Friends of Malheur

I can’t remember ever visiting Malheur National Wildlife Refuge without stopping at the headquarters. It’s a great place to find out where the hotspots are on the refuge, but it’s also a great place to get shots of birds I seldom see anywhere else. Most of the birds are taking advantage of the feeders, like this male Evening Grosbeak

and this female Evening Grosbeak.

The spilled seeds are liable to attract ground-feeders like this male California Quail.

The numerous ground squirrels seem to have attracted a Great Horned Owl family. The refuge had a scope set up on the tree where three fledglings had just left the nest. This little guy looked like he was all tuckered out and needed a little help standing up.

Friends of Malheur , which has just relocated their office, is a great place to stop.

Short-Eared Owl

I’m not sure if it was the highlight of my trip, but the moment this Short-Eared Owl swooped down and landed in the ditch right next to my pickup was a very special moment.

Unfortunately, I was as surprised to see it there as it seemed to be by the telephoto lens suddenly pointed at him. He was gone before I could tell my camera to focus on the owl, not the reeds.

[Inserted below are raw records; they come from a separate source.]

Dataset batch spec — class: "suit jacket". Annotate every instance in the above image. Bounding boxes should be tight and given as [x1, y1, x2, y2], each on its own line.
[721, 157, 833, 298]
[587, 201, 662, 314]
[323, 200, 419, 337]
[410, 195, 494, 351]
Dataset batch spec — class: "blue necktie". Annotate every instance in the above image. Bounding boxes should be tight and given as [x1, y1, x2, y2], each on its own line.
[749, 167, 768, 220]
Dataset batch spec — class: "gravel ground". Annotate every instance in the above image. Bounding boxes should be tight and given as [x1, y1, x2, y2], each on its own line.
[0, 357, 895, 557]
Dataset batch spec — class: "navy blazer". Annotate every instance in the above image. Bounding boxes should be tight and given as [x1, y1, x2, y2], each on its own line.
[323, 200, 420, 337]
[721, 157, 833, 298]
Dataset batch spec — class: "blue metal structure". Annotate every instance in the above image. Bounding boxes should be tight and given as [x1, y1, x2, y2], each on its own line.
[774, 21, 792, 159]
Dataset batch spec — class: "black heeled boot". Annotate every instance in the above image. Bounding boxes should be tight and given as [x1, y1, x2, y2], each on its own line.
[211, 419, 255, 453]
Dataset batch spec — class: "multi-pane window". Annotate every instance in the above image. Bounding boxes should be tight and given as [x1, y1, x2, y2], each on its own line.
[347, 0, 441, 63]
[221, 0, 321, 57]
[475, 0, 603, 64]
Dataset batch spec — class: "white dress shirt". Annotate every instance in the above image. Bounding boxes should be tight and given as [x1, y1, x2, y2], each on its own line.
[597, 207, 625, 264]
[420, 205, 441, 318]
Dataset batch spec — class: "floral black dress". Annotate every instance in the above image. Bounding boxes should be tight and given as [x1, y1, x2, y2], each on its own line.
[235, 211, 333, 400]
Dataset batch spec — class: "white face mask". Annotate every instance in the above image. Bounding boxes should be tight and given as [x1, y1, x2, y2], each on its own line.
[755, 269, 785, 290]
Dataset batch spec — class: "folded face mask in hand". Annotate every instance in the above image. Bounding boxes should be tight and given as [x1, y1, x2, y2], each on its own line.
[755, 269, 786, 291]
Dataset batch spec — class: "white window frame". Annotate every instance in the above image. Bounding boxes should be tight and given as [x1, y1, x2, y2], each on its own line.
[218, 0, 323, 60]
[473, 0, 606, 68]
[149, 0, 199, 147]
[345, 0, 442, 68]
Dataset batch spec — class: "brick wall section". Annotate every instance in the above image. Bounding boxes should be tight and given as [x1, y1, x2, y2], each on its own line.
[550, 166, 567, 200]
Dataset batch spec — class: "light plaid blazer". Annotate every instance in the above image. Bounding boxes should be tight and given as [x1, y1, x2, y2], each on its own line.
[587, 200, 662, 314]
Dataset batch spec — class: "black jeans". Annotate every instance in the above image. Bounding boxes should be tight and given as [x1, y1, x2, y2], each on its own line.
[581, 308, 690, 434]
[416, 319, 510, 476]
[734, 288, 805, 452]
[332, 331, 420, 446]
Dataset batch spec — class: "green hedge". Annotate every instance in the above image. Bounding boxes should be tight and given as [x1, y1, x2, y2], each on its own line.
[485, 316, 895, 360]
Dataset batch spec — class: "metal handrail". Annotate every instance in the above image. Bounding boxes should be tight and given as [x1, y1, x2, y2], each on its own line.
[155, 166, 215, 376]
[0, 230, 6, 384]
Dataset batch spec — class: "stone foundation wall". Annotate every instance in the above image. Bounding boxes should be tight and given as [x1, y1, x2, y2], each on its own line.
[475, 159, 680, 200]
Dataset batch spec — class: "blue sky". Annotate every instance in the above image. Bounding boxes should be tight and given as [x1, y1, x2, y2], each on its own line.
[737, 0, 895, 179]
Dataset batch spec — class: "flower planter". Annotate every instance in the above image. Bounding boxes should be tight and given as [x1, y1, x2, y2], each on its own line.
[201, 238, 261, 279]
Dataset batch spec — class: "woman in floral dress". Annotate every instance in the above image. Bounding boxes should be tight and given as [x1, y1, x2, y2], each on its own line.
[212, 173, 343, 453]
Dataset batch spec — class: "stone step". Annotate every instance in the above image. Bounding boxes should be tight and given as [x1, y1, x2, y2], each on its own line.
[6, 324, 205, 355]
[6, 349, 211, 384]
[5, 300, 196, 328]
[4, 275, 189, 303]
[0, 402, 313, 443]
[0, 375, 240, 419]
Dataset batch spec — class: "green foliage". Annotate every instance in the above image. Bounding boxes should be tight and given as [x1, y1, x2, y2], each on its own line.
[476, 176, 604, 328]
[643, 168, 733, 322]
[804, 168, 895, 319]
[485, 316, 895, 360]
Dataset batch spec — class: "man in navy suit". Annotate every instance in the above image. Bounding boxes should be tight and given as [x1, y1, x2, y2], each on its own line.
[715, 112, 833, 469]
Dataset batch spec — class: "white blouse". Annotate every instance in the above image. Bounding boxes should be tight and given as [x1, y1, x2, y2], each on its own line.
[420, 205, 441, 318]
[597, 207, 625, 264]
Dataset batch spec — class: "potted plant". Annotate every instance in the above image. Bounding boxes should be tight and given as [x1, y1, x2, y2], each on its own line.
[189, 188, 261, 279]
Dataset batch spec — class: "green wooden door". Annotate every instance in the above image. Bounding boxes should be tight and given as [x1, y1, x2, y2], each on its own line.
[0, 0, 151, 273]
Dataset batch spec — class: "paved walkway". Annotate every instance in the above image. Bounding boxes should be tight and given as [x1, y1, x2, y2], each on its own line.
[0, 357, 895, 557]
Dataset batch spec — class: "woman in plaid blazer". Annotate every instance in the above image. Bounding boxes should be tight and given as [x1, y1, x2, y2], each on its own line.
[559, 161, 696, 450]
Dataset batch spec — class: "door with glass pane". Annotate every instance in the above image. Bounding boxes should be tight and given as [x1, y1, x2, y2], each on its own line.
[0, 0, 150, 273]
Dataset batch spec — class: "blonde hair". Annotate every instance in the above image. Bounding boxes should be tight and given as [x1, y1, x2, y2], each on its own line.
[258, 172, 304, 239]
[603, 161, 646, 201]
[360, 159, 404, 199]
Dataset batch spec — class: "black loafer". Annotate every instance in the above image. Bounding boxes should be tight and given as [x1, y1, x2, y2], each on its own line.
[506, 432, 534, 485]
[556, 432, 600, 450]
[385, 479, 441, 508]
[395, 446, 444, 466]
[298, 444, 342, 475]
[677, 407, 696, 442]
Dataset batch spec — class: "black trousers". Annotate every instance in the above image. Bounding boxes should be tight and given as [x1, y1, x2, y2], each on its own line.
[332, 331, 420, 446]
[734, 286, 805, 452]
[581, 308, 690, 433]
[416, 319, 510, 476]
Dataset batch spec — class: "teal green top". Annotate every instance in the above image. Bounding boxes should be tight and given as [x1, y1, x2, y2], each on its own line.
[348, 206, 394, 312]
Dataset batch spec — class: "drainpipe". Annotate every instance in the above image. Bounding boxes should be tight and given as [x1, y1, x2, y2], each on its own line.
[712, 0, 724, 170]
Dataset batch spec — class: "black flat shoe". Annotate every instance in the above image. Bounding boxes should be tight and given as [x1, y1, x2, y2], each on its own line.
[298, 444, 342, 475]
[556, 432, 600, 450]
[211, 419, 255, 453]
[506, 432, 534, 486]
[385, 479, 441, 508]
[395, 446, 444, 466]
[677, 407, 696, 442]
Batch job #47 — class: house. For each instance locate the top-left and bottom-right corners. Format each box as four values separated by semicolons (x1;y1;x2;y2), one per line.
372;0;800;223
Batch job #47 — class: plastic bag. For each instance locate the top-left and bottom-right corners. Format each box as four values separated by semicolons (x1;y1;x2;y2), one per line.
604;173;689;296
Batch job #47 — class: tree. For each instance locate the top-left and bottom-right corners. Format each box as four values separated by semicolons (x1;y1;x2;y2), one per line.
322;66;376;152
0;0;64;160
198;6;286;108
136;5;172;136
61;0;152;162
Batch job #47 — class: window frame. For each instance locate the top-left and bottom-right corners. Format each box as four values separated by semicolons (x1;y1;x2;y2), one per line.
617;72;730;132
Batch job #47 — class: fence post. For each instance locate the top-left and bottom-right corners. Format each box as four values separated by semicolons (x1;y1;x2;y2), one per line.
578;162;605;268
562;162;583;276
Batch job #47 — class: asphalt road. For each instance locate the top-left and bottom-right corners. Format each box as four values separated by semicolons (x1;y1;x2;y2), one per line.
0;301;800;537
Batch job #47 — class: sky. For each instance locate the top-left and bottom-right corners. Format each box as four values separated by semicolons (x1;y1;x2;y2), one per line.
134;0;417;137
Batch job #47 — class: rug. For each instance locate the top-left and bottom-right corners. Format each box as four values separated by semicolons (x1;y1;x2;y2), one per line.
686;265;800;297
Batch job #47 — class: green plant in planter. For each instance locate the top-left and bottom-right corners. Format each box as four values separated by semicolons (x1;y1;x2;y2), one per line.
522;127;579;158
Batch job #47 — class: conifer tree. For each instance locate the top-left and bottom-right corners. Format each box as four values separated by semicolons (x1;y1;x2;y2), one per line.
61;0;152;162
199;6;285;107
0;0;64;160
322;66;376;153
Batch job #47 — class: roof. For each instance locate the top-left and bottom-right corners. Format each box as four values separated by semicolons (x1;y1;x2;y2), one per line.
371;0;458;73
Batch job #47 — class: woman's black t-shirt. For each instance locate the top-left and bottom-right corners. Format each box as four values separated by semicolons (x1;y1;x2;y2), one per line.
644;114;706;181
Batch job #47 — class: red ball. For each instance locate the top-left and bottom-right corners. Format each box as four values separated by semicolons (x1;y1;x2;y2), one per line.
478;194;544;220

I did manage to get a clearer shot of it as it flew away.

I knew instantly when it landed that this was a “lifer” for me. I had no idea what kind of owl it was and seeing it fly away definitely confirmed that.

White-Faced Ibis at Malheur National Wildlife Refuge

The best chance to test my new camera’s ability to capture birds in flight was taking shots of the innumerable White-faced Ibis we saw at Malheur National Wildlife Refuge. While we’ve long seen ibis at Malheur, I can’t remember ever seeing so many before.

It’s relatively easy to photograph them at a distance when they’re feeding in wetlands, but you’re more apt to see them flying from field to field.

Once you’ve seen them, it’s impossible to miss their silhouette in the sky.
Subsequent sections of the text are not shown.